9. Aux termes de ce texte, l'astreinte provisoire ou définitive est supprimée en tout ou partie s'il est établi que l'inexécution ou le retard dans l'exécution de l'injonction du juge provient, en tout ou partie, d'une cause étrangère.

10. Pour liquider l'astreinte afférente à la production de la convention de sous-location entre la société Nice enchères et la société Palloc, l'arrêt rappelle que la société Nice enchères soutient qu'elle ne peut pas produire ce document qui n'existe pas puisque le bail de sous location était verbal.

11. L'arrêt énonce que cette cause, tenant à l'inexistence du document demandé, n'est pas survenue postérieurement au prononcé de la décision judiciaire qui a fixé l'obligation sous astreinte et qu'elle existait nécessairement au moment où cette juridiction a statué.

12. L'arrêt relève encore qu'il ressort tant de l'ordonnance de référé que de l'arrêt d'appel que la société Copri avait sollicité, dès cette instance, la production du bail de sous-location et que la société Nice enchères n'avait pas fait valoir « cet argument d'inexistence du contrat de sous-location », mais avait uniquement argué du fait que l'autorisation de son bailleur à la sous-location était tacite.

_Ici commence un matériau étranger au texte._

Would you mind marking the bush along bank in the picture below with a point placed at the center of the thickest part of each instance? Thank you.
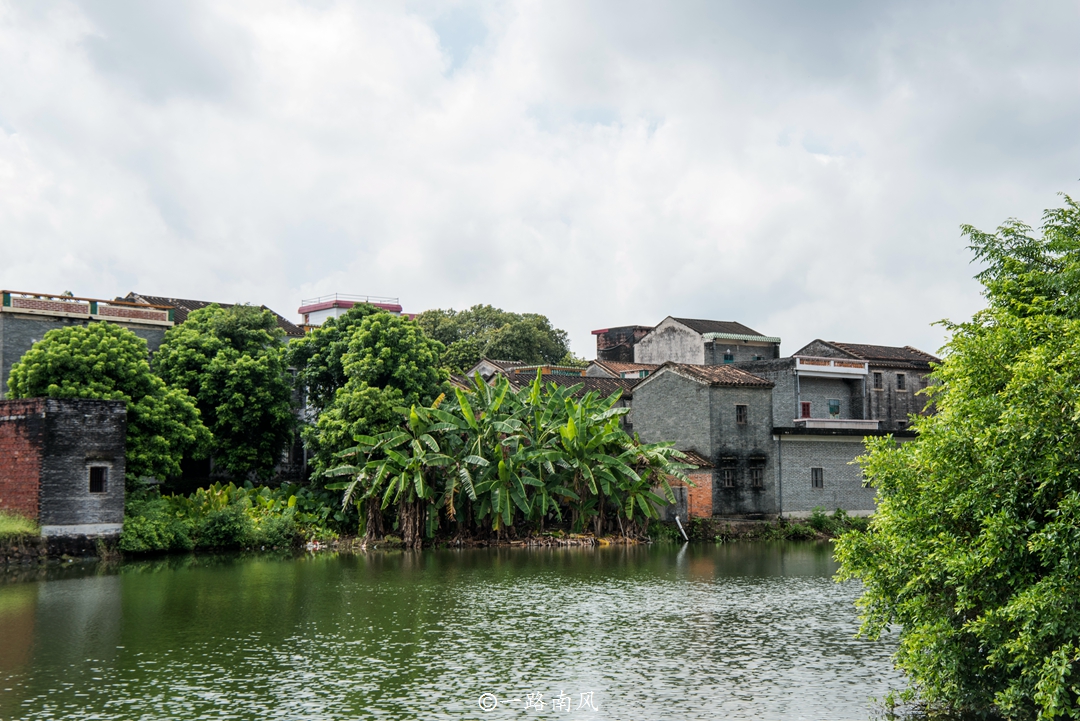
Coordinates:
(228, 517)
(820, 526)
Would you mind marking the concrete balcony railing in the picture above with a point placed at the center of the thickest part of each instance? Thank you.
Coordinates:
(831, 367)
(837, 423)
(36, 303)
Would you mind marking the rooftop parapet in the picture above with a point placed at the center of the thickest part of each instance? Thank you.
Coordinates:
(38, 303)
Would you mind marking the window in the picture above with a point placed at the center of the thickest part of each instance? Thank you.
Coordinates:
(98, 476)
(728, 472)
(757, 472)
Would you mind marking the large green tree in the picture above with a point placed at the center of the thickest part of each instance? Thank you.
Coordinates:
(389, 363)
(974, 551)
(319, 357)
(232, 362)
(105, 361)
(487, 331)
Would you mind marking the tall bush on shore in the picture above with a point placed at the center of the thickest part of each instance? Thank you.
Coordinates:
(975, 546)
(108, 362)
(494, 458)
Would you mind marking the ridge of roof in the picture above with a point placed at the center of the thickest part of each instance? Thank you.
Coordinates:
(185, 305)
(885, 353)
(703, 326)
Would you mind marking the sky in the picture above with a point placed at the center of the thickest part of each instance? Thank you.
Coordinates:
(802, 168)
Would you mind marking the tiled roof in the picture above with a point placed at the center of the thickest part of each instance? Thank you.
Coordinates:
(617, 367)
(717, 326)
(888, 354)
(184, 307)
(726, 375)
(604, 386)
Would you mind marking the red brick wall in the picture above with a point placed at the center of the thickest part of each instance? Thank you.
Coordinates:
(700, 500)
(22, 427)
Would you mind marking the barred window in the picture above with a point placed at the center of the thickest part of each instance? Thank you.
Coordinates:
(98, 477)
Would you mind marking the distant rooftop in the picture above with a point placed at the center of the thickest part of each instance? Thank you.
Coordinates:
(347, 300)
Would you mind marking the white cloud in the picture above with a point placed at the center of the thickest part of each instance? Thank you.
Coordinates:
(802, 172)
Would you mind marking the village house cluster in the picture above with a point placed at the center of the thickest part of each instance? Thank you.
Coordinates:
(767, 434)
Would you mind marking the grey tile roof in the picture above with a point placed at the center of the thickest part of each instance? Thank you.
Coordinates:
(184, 307)
(717, 326)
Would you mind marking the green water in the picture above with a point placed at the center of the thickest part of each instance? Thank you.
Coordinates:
(731, 631)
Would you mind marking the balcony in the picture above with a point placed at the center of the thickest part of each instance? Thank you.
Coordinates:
(837, 423)
(831, 367)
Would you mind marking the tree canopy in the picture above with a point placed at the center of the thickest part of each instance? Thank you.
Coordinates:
(975, 546)
(232, 362)
(494, 458)
(487, 331)
(319, 357)
(108, 362)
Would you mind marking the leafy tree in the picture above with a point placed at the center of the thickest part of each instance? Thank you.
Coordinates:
(105, 361)
(232, 362)
(975, 545)
(319, 357)
(484, 330)
(389, 363)
(496, 458)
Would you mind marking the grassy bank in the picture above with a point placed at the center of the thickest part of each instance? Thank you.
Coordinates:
(819, 526)
(13, 527)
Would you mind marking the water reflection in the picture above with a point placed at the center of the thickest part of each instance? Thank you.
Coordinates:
(739, 630)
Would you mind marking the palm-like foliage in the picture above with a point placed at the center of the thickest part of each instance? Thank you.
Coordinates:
(496, 458)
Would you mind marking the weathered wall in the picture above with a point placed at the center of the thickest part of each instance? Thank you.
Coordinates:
(669, 407)
(22, 435)
(741, 351)
(18, 332)
(891, 405)
(820, 391)
(79, 435)
(671, 341)
(842, 481)
(743, 443)
(617, 344)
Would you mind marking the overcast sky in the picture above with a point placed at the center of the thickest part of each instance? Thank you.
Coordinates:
(801, 167)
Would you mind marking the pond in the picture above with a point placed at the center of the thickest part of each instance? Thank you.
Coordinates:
(752, 630)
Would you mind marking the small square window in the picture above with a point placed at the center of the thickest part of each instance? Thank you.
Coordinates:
(757, 472)
(728, 471)
(98, 477)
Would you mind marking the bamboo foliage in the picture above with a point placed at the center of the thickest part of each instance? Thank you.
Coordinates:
(491, 458)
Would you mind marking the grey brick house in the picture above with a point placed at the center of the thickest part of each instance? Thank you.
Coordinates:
(780, 434)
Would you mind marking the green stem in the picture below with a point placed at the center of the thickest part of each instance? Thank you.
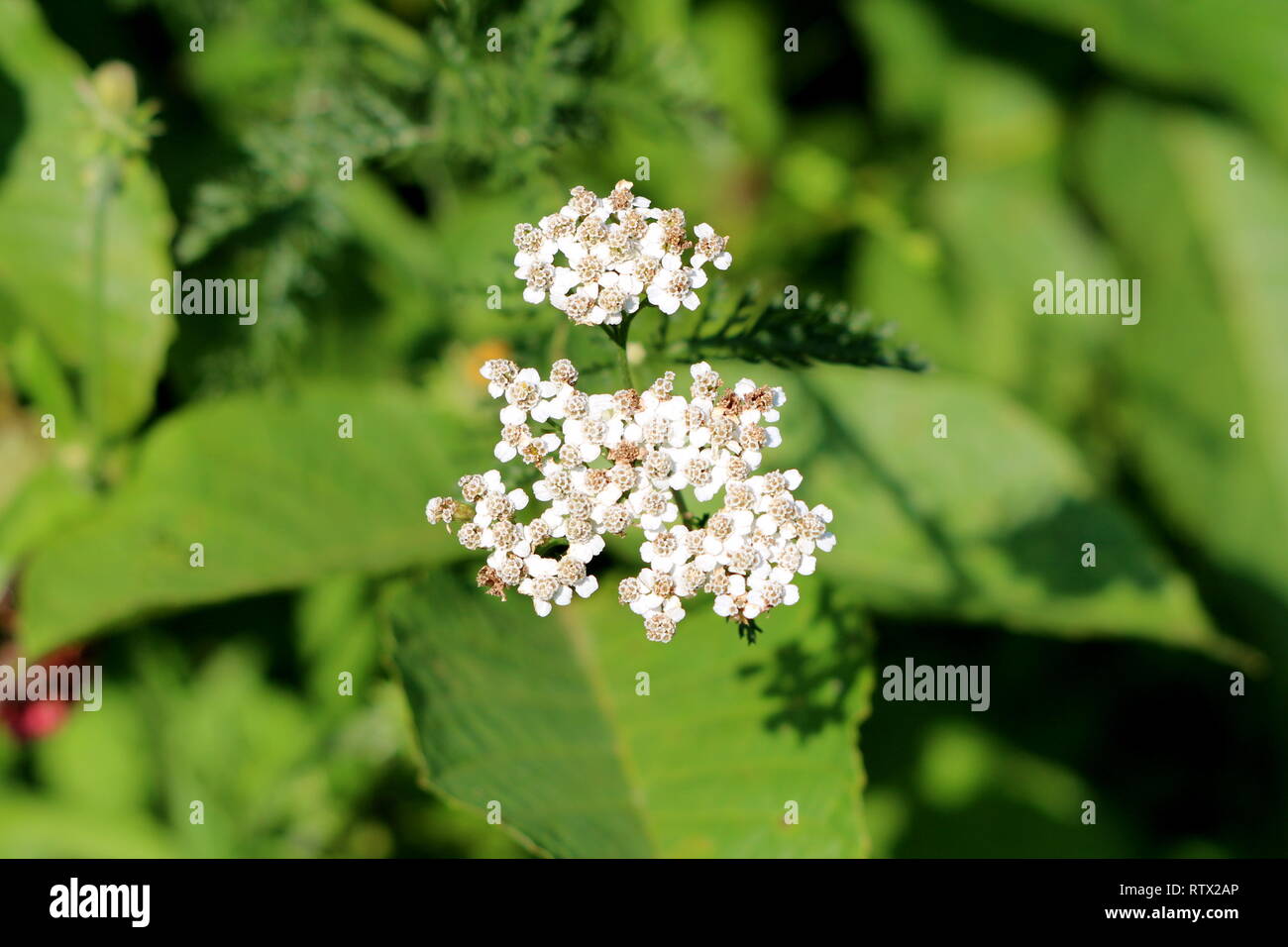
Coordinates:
(94, 390)
(618, 335)
(686, 517)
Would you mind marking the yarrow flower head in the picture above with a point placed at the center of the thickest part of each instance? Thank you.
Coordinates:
(619, 463)
(597, 260)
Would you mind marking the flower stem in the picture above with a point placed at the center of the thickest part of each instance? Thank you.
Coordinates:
(618, 335)
(686, 517)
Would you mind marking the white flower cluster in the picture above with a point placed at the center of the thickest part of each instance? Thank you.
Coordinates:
(609, 463)
(619, 253)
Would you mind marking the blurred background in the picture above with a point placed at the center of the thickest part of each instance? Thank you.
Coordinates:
(806, 132)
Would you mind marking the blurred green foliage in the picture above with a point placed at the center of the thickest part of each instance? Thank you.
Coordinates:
(1109, 684)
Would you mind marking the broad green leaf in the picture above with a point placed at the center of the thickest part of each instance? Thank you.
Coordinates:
(541, 715)
(1003, 222)
(1205, 47)
(910, 55)
(986, 525)
(275, 497)
(37, 827)
(1212, 341)
(48, 253)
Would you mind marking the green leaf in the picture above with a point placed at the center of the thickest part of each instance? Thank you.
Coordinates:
(986, 525)
(48, 264)
(1234, 51)
(271, 492)
(1212, 339)
(1003, 222)
(542, 716)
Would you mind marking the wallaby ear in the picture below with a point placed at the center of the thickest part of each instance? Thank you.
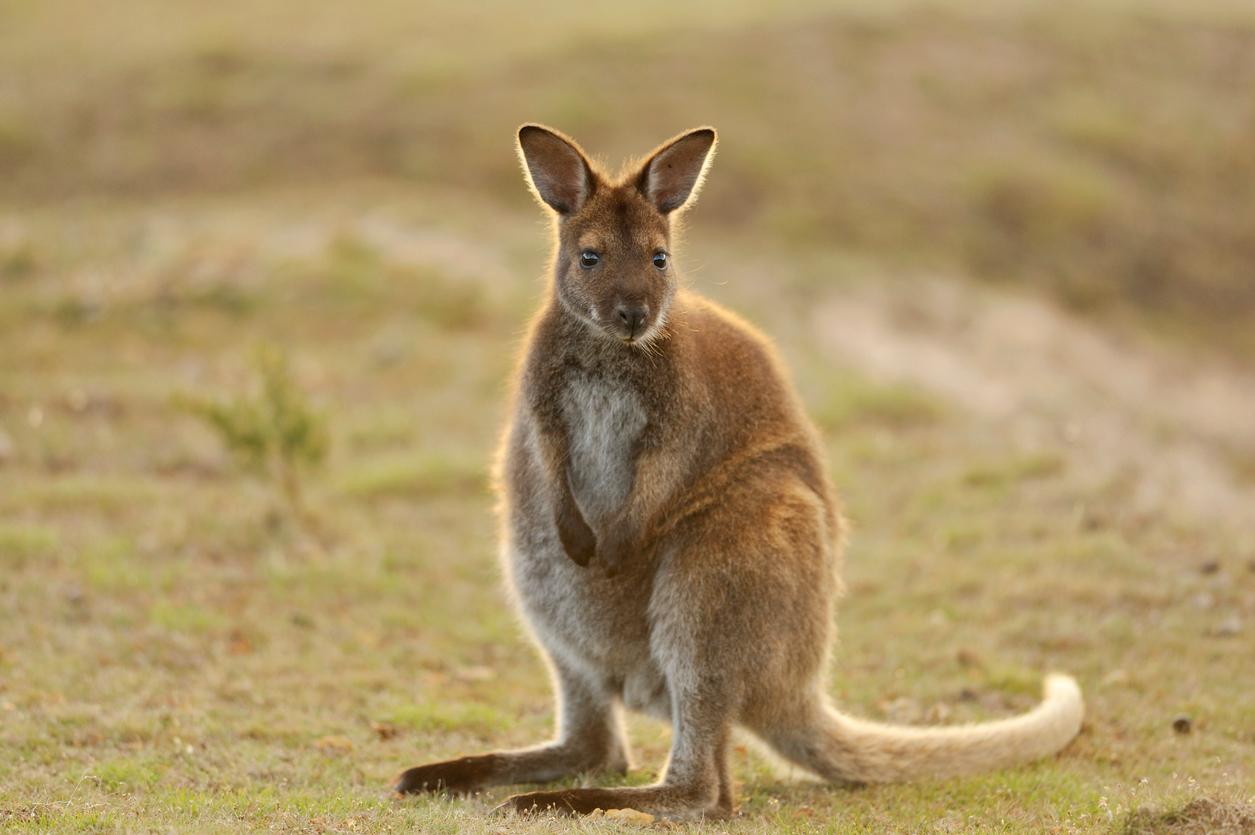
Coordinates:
(556, 168)
(673, 175)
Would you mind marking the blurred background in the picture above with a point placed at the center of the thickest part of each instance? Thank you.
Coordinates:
(264, 270)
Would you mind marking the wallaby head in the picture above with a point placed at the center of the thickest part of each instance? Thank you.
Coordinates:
(613, 266)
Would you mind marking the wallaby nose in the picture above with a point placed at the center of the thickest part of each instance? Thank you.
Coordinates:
(631, 317)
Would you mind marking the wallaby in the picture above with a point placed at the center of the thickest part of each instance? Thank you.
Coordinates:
(669, 530)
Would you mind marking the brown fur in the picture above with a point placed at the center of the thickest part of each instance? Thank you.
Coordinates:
(669, 529)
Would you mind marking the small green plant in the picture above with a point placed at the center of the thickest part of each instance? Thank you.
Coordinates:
(274, 432)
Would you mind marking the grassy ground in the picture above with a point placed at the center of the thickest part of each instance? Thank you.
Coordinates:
(178, 652)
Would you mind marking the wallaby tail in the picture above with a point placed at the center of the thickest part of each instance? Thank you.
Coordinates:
(843, 748)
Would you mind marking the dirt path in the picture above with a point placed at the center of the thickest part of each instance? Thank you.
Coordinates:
(1181, 427)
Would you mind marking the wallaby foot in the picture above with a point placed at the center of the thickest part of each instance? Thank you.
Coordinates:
(467, 775)
(660, 800)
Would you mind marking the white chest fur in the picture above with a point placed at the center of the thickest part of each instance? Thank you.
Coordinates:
(604, 418)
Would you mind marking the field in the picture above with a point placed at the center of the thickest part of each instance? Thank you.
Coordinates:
(1005, 249)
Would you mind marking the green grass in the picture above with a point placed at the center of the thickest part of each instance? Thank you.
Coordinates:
(176, 654)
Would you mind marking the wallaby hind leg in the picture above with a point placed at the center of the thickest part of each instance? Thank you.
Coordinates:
(589, 738)
(695, 782)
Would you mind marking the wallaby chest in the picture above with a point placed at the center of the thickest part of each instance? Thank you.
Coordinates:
(604, 418)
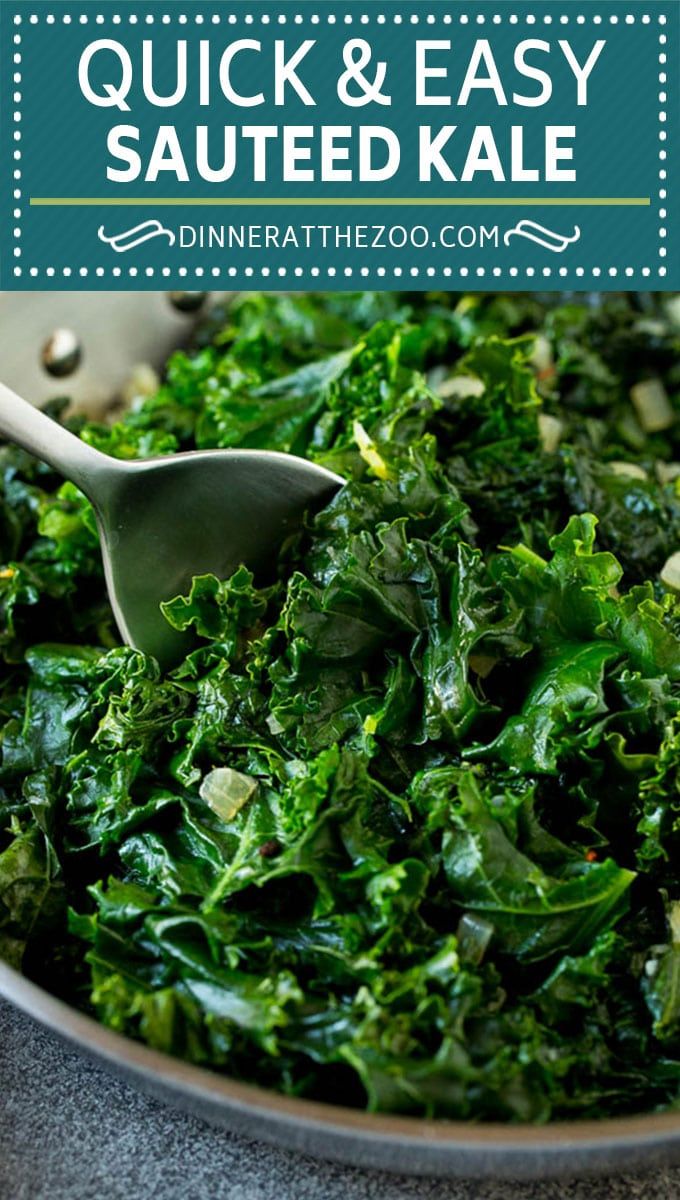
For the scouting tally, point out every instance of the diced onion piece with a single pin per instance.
(367, 450)
(226, 791)
(654, 408)
(482, 664)
(671, 571)
(629, 468)
(458, 387)
(667, 472)
(549, 431)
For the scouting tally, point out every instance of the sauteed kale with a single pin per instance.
(404, 829)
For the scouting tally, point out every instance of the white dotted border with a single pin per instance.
(348, 19)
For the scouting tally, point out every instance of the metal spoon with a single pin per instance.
(164, 520)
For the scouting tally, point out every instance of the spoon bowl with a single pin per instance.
(164, 520)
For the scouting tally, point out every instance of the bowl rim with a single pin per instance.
(399, 1143)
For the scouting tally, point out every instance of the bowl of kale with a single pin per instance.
(389, 865)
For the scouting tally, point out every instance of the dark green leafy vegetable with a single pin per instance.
(403, 829)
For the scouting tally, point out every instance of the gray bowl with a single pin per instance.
(395, 1144)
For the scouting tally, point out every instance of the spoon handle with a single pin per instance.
(49, 442)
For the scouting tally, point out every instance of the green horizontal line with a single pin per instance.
(343, 202)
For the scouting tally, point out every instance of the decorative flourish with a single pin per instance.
(132, 238)
(546, 238)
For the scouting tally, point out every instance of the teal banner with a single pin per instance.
(304, 145)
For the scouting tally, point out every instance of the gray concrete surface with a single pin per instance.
(70, 1132)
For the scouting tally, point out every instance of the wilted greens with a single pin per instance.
(403, 831)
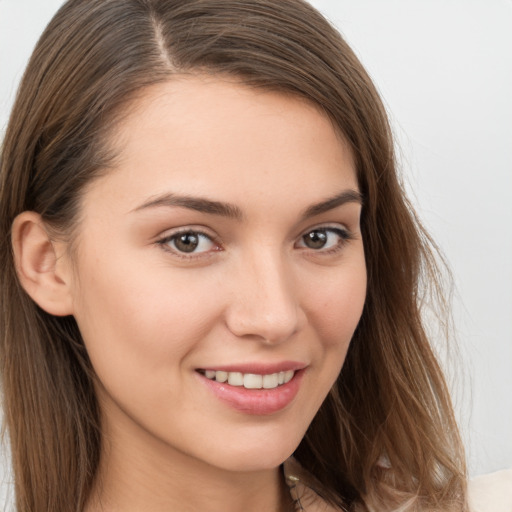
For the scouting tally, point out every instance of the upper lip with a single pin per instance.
(257, 368)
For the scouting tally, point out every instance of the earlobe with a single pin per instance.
(41, 271)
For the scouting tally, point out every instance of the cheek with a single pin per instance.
(335, 305)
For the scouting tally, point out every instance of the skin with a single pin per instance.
(253, 291)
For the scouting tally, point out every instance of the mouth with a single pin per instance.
(255, 389)
(250, 380)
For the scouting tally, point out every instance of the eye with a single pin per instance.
(324, 238)
(188, 242)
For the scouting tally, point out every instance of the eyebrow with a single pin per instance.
(232, 211)
(199, 204)
(347, 196)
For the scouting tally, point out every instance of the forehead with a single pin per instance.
(205, 135)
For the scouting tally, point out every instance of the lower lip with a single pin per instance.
(256, 401)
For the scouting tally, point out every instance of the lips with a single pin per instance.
(254, 389)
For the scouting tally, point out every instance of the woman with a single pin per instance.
(208, 266)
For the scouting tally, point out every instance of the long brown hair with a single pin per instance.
(390, 402)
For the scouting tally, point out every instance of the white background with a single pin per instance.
(444, 69)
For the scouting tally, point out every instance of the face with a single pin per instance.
(220, 273)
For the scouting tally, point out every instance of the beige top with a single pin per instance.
(488, 493)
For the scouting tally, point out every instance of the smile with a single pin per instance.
(250, 380)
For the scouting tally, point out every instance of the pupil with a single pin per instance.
(187, 242)
(316, 239)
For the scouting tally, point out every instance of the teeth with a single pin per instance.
(251, 380)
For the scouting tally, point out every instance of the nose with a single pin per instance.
(264, 302)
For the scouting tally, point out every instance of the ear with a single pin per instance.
(42, 265)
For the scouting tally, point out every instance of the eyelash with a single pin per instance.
(343, 234)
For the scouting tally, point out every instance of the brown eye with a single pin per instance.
(315, 239)
(188, 242)
(324, 238)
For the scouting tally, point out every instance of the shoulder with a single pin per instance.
(491, 493)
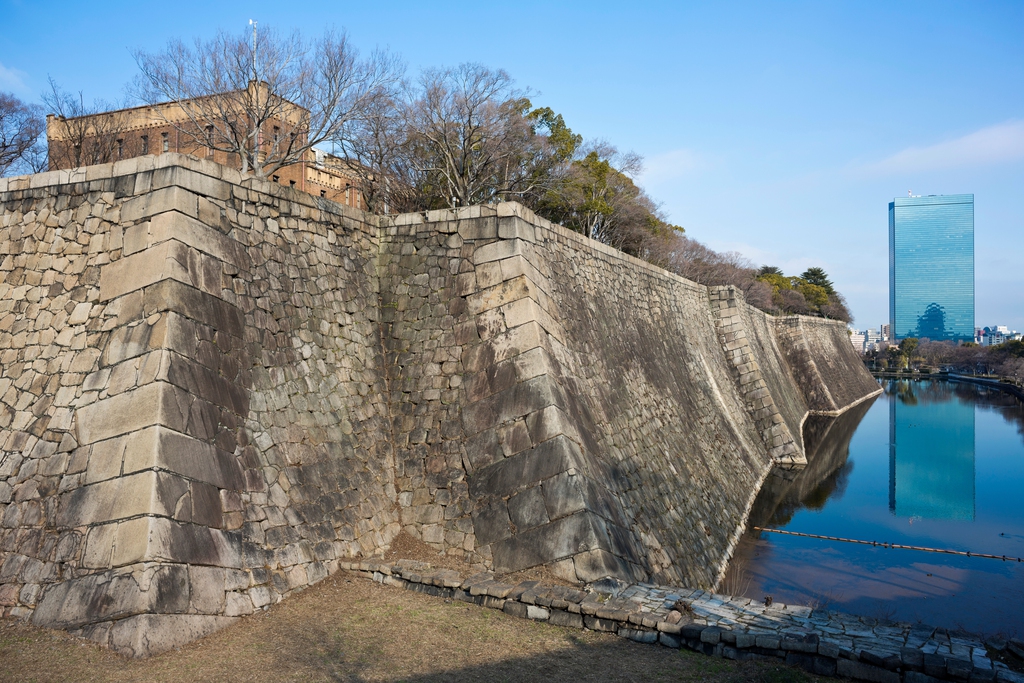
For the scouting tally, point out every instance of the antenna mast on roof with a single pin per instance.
(252, 23)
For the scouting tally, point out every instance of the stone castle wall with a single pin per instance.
(213, 389)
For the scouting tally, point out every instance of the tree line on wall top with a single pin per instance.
(445, 137)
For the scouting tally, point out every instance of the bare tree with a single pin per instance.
(268, 99)
(83, 135)
(470, 137)
(20, 127)
(377, 144)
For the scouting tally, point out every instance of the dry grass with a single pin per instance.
(349, 629)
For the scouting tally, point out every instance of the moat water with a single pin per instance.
(928, 463)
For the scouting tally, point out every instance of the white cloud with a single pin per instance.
(12, 79)
(669, 166)
(998, 143)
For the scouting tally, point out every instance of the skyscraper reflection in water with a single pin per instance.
(931, 453)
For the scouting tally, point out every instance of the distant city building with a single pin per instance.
(931, 267)
(868, 340)
(994, 335)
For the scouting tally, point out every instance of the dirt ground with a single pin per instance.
(347, 628)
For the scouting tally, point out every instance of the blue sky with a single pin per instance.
(778, 130)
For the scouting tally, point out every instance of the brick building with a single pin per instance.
(110, 136)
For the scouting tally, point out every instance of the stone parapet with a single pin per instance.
(821, 642)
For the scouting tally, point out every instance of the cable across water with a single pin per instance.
(1005, 558)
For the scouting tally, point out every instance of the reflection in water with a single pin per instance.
(933, 464)
(786, 491)
(931, 453)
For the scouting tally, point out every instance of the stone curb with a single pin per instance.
(824, 643)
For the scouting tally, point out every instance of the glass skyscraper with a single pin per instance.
(931, 266)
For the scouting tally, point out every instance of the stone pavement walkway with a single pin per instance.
(827, 643)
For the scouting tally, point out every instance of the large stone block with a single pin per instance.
(152, 634)
(114, 594)
(159, 201)
(527, 468)
(155, 403)
(187, 230)
(193, 303)
(168, 260)
(159, 447)
(560, 539)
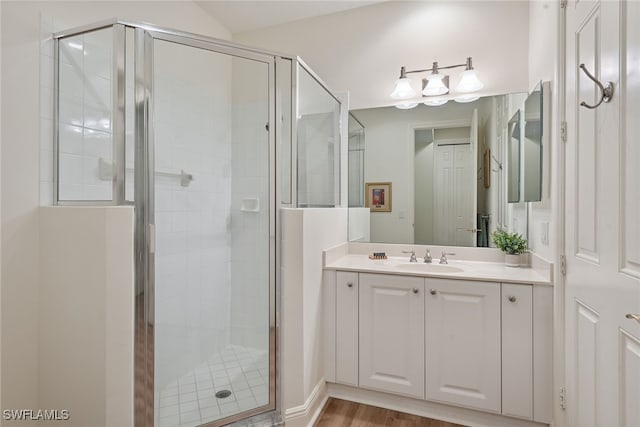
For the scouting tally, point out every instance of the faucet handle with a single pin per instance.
(413, 255)
(443, 258)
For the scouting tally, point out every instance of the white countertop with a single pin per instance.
(471, 270)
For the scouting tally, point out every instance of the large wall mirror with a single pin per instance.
(447, 166)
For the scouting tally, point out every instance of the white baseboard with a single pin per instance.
(423, 408)
(305, 415)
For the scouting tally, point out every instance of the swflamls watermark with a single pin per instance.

13. L'arrêt retient, en conséquence, que le juge de l'exécution, en ce qu'il a jugé que la société Nice enchères était dans l'impossibilité de déférer à l'injonction à cause du caractère verbal de la convention de sous-location, a modifié la teneur de la décision qui avait déterminé les obligations mises à sa charge et a porté atteinte à l'autorité de la chose jugée.

14. En statuant ainsi, alors que la décision ayant déterminé les obligations mises à la charge de la société Nice enchères n'avait tranché aucune contestation relative à l'existence d'une convention de sous-location écrite ou verbale et ne pouvait pas faire obstacle à ce que la société Nice enchères puisse se prévaloir de l'inexistence du document qu'elle devait produire sous astreinte, la cour d'appel a violé le texte susvisé.

PAR CES MOTIFS, et sans qu'il y ait lieu de statuer sur les autres griefs du pourvoi, la Cour :

CASSE ET ANNULE, mais seulement en ce qu'il a infirmé la décision déférée en ce qu'elle avait débouté la société Copri de sa demande de liquidation d'astreinte au titre de la production de la convention de sous-location liant la société Nice enchères et la société Palloc-Courchet-Fede, liquidé l'astreinte provisoire ordonnée par l'arrêt de la cour d'appel d'Aix-en-Provence en date du 18 décembre 2014 pour la période du 1er février 2015 au 7 janvier 2016 à la somme de 51 000 euros au titre de l'obligation de production du titre d'occupation de la société Palloc-Courchet-Fede des locaux loués et condamné la SARL Nice enchères à payer à la société SCI Copri la somme de 102 000 euros au titre de la liquidation des deux astreintes avec intérêt au taux légal à compter de la signification de la présente décision, l'arrêt rendu le 24 octobre 2019, entre les parties, par la cour d'appel d'Aix-en-Provence ;

Remet, sur ces points, l'affaire et les parties dans l'état où elles se trouvaient avant cet arrêt et les renvoie devant la cour d'appel d'Aix-en-Provence autrement composée.